Thanks for the info, I've seen a few of those articles before, and they are part of the reason I started going down the small block road instead of my original thought of putting a big block in it. I plugged some numbers into some drag racing calculators, and it looks like if my Dart currently weighs 3500 pounds with me in it, it's probably making 275 hp. It's all steel, full interior, roll bar, frame connectors, always ran through the mufflers. Getting to 10.00 @ 135 mph would take 670 hp, call it 700 hp to be safe. Sounds like a ported set of W2's could possibly get me to 550 hp on a 426" SB. Add a 150 shot of nitrous to hit the low 10's?

Or bite the bullet and pay up for some CNC ported W9's and everything that goes along with them. Might still go that route.

I realize that it's not going to be cheap, just trying to maximize bang for the buck.


Now, if you are ready to embrace a small shot of nitrous, all becomes right in the world! My 10.39-128 best on Drag Week turned into 9.65-138 this year with a small shot though a plate system.


Never messed with nitrous before, but I'm open to trying it.
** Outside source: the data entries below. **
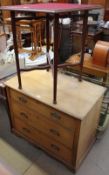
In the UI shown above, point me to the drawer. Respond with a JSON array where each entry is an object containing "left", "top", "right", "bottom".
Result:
[
  {"left": 12, "top": 103, "right": 74, "bottom": 149},
  {"left": 10, "top": 90, "right": 76, "bottom": 130},
  {"left": 15, "top": 119, "right": 72, "bottom": 163}
]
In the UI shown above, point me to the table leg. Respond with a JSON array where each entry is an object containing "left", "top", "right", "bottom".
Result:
[
  {"left": 79, "top": 11, "right": 88, "bottom": 81},
  {"left": 102, "top": 74, "right": 108, "bottom": 86},
  {"left": 46, "top": 14, "right": 50, "bottom": 66},
  {"left": 53, "top": 14, "right": 59, "bottom": 104},
  {"left": 11, "top": 11, "right": 22, "bottom": 89}
]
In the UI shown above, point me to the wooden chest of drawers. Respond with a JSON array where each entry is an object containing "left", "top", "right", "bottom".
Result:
[{"left": 6, "top": 71, "right": 105, "bottom": 170}]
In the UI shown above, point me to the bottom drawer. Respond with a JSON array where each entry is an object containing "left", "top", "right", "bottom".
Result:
[{"left": 14, "top": 118, "right": 72, "bottom": 164}]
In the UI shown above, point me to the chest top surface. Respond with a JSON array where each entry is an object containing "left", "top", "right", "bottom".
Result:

Just didn't want to try and nitrous my way into the 10's with that 360 that's in there now.

I bought the R block because I wanted a solid foundation to build from, and the 48 degree version seemed like it would be a good idea if I want to run a roller cam. A friend of a friend was racing an Aspen with a 340, and he broke a bunch of blocks and ended up getting out of racing. New R block, never been used for a grand, I figured what the hell, figure out the heads later.

I don't know much about the Gen III Hemi, but I'm open to checking that out too. I could always just sell the R block.

I have a set of Indy 440-SR's I got a good deal on, but I was going to put those on a 440 for my '68 Charger R/T. I got the matching TTI headers for a B/E body with them. If they were EZ's with A-body headers we'd be having a whole different conversation I think.